The graph clearly shows that the blue predicted points cluster tightly around the red "Ideal Fit" line. This strong alignment visually confirms the model's excellent performance, as indicated by the high R² score (99.9647%) and low error metrics previously discussed. The model's predictions are remarkably close to the true values across the entire range of data.

This "Distribution of Residuals" histogram demonstrates the model's excellent performance by showing that its errors are normally distributed and centred around zero. This ideal distribution indicates that most predictions are highly accurate with small, unbiased errors, reinforcing the model's overall robustness and reliability.

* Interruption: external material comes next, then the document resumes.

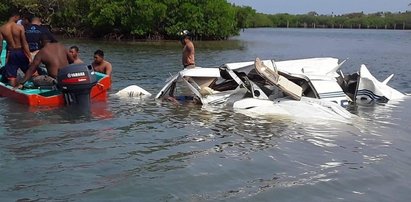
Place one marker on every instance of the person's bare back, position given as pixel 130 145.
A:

This graph visually confirms the model's success in learning the underlying data relationships, as the "Learned Coefficients" (black bars) closely mirror the "Actual Coefficients" (blue bars) in both magnitude and direction for each feature variable. This strong alignment demonstrates the model's high accuracy in identifying the true influence of each feature on the target.

2. Logistic Regression (`Logistic.ipynb`)

Overview

Data Generation: Uses make_classification to create a synthetic binary classification dataset, with optional label noise.
Model: Implements logistic regression with options for L1, L2, or combined regularization.
Training: Uses gradient descent, tracks loss and accuracy, and supports early stopping.
Evaluation: Reports classification metrics, confusion matrix, ROC curve, and visualises loss/accuracy curves.

Key Steps

Data Creation:
- Features are standardised, and a bias term is added.
- Optional label noise for realism.
Model Training:
- Custom LogisticRegression class with manual gradient descent.
- Supports L1, L2, and combined regularization.
- Tracks cost and accuracy per epoch.
Evaluation & Visualization:
- Classification report (precision, recall, f1-score, accuracy).
- Plots: loss curve, accuracy curve, confusion matrix, ROC curve with AUC.

Output from Test-data

Epoch 0/2000, Cost: 0.9063, Accuracy: 61.18% ... Epoch 1999/2000, Cost: 0.5265, Accuracy: 88.98% Classification Report

The "Loss Curve for Logistic Regression" illustrates the model's optimisation process. The rapid decrease in loss followed by its convergence to a stable minimum demonstrates effective training and efficient parameter optimisation, indicating the model successfully learned from the data and reached a state of optimal performance.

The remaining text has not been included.